Fildes J E, Shaw S M, Mitsidou A, Rogacev K, Leonard C T, Williams S G, Yonan N
The Transplant Centre, University Hospital of South Manchester NHS Foundation Trust, Manchester, M23 9LT, UK.
Transpl Immunol. 2008 May;19(2):152-7. doi: 10.1016/j.trim.2008.02.002. Epub 2008 Mar 31.
Monocytes mediate immune responses following solid organ transplantation via cytokine secretion and differentiation to macrophage/dendritic cell lineages. To date, the pleiotropic immunomodulatory effect of statins on human monocytes following human heart transplantation has yet to be elucidated. This study was designed to assess the effects of statin administration on the monocyte repertoire.

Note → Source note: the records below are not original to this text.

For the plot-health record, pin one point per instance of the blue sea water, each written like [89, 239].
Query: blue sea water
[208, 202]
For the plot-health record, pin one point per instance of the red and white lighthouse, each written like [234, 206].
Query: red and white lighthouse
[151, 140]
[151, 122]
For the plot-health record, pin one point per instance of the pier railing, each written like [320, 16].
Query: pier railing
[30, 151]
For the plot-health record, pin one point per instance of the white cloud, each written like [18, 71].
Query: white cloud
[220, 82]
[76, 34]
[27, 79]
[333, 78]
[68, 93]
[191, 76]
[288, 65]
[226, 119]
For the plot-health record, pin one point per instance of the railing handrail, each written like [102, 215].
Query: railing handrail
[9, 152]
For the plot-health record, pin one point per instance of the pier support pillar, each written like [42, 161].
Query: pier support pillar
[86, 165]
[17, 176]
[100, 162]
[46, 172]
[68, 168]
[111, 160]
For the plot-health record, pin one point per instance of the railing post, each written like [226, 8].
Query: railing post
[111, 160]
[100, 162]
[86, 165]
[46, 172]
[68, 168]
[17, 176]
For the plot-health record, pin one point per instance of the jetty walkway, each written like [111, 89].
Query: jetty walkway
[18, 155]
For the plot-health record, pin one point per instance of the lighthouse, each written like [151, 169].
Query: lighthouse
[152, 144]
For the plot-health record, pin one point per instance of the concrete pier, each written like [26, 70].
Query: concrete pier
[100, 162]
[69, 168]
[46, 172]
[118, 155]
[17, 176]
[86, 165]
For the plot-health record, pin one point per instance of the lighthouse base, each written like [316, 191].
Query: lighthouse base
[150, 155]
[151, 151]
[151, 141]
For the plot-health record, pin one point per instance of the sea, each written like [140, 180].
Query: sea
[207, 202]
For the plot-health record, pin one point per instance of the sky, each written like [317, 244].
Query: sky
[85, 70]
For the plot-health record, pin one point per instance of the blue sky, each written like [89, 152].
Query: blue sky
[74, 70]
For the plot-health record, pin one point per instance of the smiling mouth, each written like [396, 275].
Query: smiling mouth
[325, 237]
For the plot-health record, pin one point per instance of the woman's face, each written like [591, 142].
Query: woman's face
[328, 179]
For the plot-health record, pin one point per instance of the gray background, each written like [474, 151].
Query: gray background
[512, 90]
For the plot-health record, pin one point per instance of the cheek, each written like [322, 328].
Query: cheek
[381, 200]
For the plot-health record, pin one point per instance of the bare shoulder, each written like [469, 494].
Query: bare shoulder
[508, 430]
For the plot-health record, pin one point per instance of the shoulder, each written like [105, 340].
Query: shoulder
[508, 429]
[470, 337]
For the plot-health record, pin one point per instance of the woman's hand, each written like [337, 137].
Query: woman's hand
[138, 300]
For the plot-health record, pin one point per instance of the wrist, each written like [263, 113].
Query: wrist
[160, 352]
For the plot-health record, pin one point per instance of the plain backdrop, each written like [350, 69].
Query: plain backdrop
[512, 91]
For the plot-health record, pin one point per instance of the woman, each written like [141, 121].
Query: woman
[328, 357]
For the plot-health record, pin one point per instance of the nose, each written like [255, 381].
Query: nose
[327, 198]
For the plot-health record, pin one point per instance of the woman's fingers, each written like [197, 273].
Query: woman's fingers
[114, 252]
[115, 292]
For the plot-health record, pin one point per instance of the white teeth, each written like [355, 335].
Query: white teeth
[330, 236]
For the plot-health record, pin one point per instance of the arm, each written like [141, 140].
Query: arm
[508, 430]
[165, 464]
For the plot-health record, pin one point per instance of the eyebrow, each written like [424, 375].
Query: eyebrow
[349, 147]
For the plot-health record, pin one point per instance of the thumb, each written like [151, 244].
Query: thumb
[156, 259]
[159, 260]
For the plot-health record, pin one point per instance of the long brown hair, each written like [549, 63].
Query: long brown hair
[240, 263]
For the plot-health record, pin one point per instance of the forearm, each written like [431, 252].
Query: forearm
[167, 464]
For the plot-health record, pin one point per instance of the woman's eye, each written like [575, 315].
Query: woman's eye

108 patients were recruited into the study. Clinical data were collected from patients' notes. Peripheral blood immunophenotype was determined via flow cytometry (using CD11c, CD14, CD16, CD49d, CD64, CD80 and CD195).
There were fewer circulating classical (p=0.0001) and non-classical (p=0.0013) monocytes in patients treated with a statin. CD64 expression was down-regulated (p=0.011 and p=0.049) whereas CD49d expression was up-regulated (p=0.004 and p=0.022) on classical and non-classical monocytes in this group. Patients receiving Atorvastatin had fewer circulating classical monocytes (p=0.001) compared to patients administered Pravastatin. Patients receiving Pravastatin had fewer circulating non-classical monocytes (p=0.029) compared to patients administered Atorvastatin.
Statin administration alters the circulating monocyte repertoire following heart transplantation, including population size, FcgammaRI and VLA-4 adhesion molecule expression. Furthermore, different statin treatments are associated with a selective depletion of macrophage or DC (re)generating monocytes.
单核细胞通过分泌细胞因子以及分化为巨噬细胞/树突状细胞谱系来介导实体器官移植后的免疫反应。迄今为止,他汀类药物对人类心脏移植后人类单核细胞的多效免疫调节作用尚未阐明。本研究旨在评估他汀类药物给药对单核细胞库的影响。
108名患者被纳入该研究。从患者病历中收集临床数据。通过流式细胞术(使用CD11c、CD14、CD16、CD49d、CD64、CD80和CD195)测定外周血免疫表型。
接受他汀类药物治疗的患者中循环中的经典单核细胞(p=0.0001)和非经典单核细胞(p=0.0013)较少。在该组的经典和非经典单核细胞上,CD64表达下调(p=0.011和p=0.049),而CD49d表达上调(p=0.004和p=0.022)。与接受普伐他汀治疗的患者相比,接受阿托伐他汀治疗的患者循环中的经典单核细胞较少(p=0.001)。与接受阿托伐他汀治疗的患者相比,接受普伐他汀治疗的患者循环中的非经典单核细胞较少(p=0.029)。
他汀类药物给药改变了心脏移植后的循环单核细胞库,包括细胞数量、FcγRI和VLA-4黏附分子表达。此外,不同的他汀类药物治疗与巨噬细胞或树突状细胞(再)生成单核细胞的选择性消耗有关。